Les données statistiques montrent que la production de l’industrie manufacturière en Afrique a doublé ces dix dernières années. Ce qui correspond à un taux moyen de croissance de plus de 7 % environ par an pendant dix ans. D’autres données statistiques montrent que la plupart des pays africains ont maintenu une croissance positive de leur production industrielle au cours de la période récente.

C’est notamment le cas des six pays les plus peuplés d’Afrique subsaharienne : Nigeria, Éthiopie, Afrique du Sud, Tanzanie, Soudan, Kenya, qui affichent tous une croissance industrielle positive. Cependant, les données sur le Congo, qui fait partie du groupe de ces pays, ne sont pas disponibles.
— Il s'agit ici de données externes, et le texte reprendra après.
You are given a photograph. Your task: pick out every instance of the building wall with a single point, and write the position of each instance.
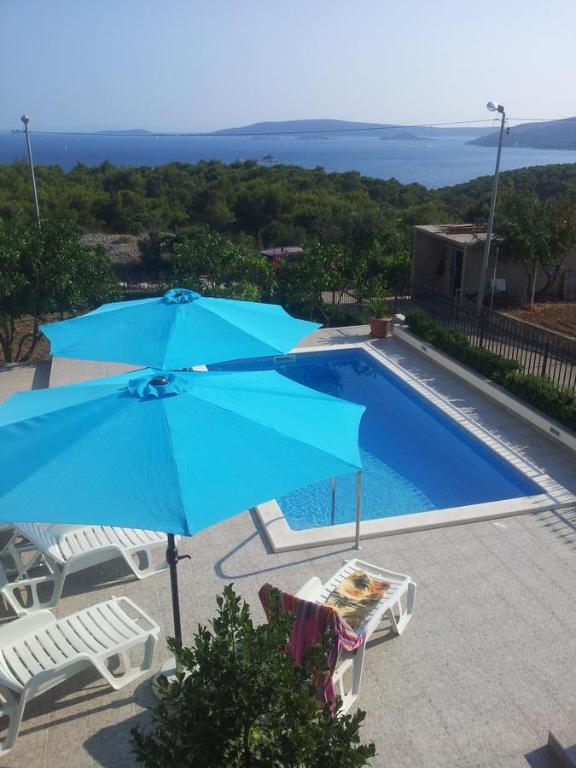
(433, 265)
À ceux qui prétendent que la part de l’industrie manufacturière dans le PIB de l’Afrique a chuté d’au moins 12,8 %, Sylvain Lubangula répond qu’il s’est peut-être développé en valeur absolue dans un contexte de croissance économique. « Même si la proportion des biens manufacturés par rapport aux exportations totales de l’Afrique a chuté de plus de 43 %, cela ne veut donc pas, pour autant, dire que l’industrie ne se développe pas. Le déclin de la production manufacturière par rapport aux exportations du continent peut être en partie lié aux échanges croissants entre l’Afrique et les pays en développement non africains. Ce qui a conduit à une hausse substantielle des exportations des matières premières au cours des dernières années », argumente Lubangula, qui était en formation aux États-Unis au moment de la crise économique et financière internationale de 2008. En d’autres termes, la hausse des exportations des matières premières masque le développement de l’activité industrielle.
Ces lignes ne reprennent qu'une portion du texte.